The graph of the derivative $f'(x)$ of a function $f(x)$ is shown in the figure below. If $g$ is a function defined for all $x$ by $g(x) = \left | 2f(x)+x^2 \right |$ and $f(-3)=-1$, how many local minima does the function $g$ have?
This is what I have done. From the figure, I can draw this table
We have $g(x)=\sqrt{( 2f(x)+x^2 )^2}$ so its derivative is $g'(x)=\frac{2(2f(x)+x^2)(2f'(x)+2x)}{2\sqrt{(2f(x)+x^2)^2}}$. I see that $2f'(-3)+2(-3)=0$ and $2f'(-1)+2(-1)=0$ so $g'(-3)=0$ and $g'(-1)=0$. I believe that there exists an $-3<x_0<-1$ such that $2f'(x_0)+2(x_0)=0$ which implies $g'(x_0)=0$. I'm stuck here, I don't know the sign of $g'(x)$ in any interval.
This is my prediction. We have $g(x)=\left | 2\left [ f\left ( x \right )-\left ( \frac{-x^2}{2} \right ) \right ] \right |$, consider the graph of the function $y=f(x)$ and the function $y=\frac{-x^2}{2}$. From the table above, I think that the graph of the function $y=f(x)$ is always "higher" (I don't know the exact word) than the graph of the function $y=\frac{-x^2}{2}$ for all $x$, which implies $\left [ f\left ( x \right )-\left ( \frac{-x^2}{2} \right ) \right ] >0$ for all $x$, so $g(x) = 2f(x)+x^2$ and its derivative is $g'(x)=2f'(x)+2x=2[f'(x)-(-x)]$. Now from the figure above, draw the graph of the function $y=-x$. We will see that the two graphs have 3 intersection points, which are $(-3,3)$, $(-1,1)$ and $(x_0,-x_0)$ where $-3<x_0<-1$, we notice that $f'(x)-(-x)>0$ for $-3<x<x_0$ (the graph of $y=f'(x)$ is higher) and $f'(x)-(-x)<0$ for $x_0<x<-1$ (the graph of $y=-x$ is higher). I draw this table
I conclude that $g$ has 2 local minima. If my prediction is right please show me how to prove this, or show me another way to finish this exercise. Thank you.

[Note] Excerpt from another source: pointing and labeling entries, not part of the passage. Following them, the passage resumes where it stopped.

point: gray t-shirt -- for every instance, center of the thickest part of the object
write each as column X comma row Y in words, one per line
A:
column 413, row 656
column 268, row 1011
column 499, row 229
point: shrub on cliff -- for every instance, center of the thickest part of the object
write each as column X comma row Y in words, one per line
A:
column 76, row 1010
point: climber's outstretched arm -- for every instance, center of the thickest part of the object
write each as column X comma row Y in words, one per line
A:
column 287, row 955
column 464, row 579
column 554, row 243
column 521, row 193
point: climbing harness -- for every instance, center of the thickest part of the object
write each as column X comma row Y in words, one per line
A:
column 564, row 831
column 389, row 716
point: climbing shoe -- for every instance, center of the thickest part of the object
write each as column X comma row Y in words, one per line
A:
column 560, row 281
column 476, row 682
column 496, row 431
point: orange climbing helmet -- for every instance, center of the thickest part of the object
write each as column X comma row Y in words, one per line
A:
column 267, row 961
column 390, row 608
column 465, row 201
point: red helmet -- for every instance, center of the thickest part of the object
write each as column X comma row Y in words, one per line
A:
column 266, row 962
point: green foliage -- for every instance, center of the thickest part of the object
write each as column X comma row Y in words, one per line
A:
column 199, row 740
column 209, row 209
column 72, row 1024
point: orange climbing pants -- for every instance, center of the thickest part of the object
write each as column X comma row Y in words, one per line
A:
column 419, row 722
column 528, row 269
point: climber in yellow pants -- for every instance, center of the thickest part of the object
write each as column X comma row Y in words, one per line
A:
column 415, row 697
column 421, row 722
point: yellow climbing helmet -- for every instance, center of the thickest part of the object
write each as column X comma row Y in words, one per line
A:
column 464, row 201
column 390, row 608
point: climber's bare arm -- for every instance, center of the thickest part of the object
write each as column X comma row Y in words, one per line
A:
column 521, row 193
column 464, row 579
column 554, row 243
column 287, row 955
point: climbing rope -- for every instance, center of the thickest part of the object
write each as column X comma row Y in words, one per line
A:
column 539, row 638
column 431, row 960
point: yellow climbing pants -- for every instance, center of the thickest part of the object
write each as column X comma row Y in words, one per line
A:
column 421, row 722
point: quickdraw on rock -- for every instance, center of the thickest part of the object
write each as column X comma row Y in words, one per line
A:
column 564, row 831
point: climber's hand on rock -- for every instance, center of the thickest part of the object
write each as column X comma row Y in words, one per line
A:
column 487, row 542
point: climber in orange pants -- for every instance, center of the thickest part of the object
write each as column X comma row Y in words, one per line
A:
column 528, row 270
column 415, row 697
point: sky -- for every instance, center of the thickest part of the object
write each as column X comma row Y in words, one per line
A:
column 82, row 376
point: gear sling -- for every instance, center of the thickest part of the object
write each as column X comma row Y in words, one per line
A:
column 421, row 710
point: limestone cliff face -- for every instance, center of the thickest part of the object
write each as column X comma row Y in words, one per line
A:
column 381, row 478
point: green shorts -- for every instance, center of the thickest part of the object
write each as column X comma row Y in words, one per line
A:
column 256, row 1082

You're correct, but you can do this in a simpler way:
$$g'(x) = 2 \operatorname{sgn}(2 f(x) + x^2) (f'(x) + x)$$ where
$\operatorname{sgn}(x)$ is the sign of $x$.
We want $$g'(x) = 2 \operatorname{sgn}(2 f(x) + x^2) (f'(x) + x) = 0$$
Divide by $2 \operatorname{sgn}(2 f(x) + x^2)$ to get
$$f'(x) + x = 0$$ or equivalently $$x = -f'(x)$$
We can find all the points where $x = -f'(x)$ by looking at where $y = -x$ intersects the graph of $f'(x)$. We see that this occurs at $(-3,3)$, $(-1,1)$, and somewhere in between, and so we know that $g$ has 3 local extrema (not necessarily minima, as you noticed).
And then your logic about $f'(x)$ being "higher" (I don't know what the term would be either, but I understand what you mean) is correct, completing the solution by showing that minima exist at $x=-3$ and $x=-1$.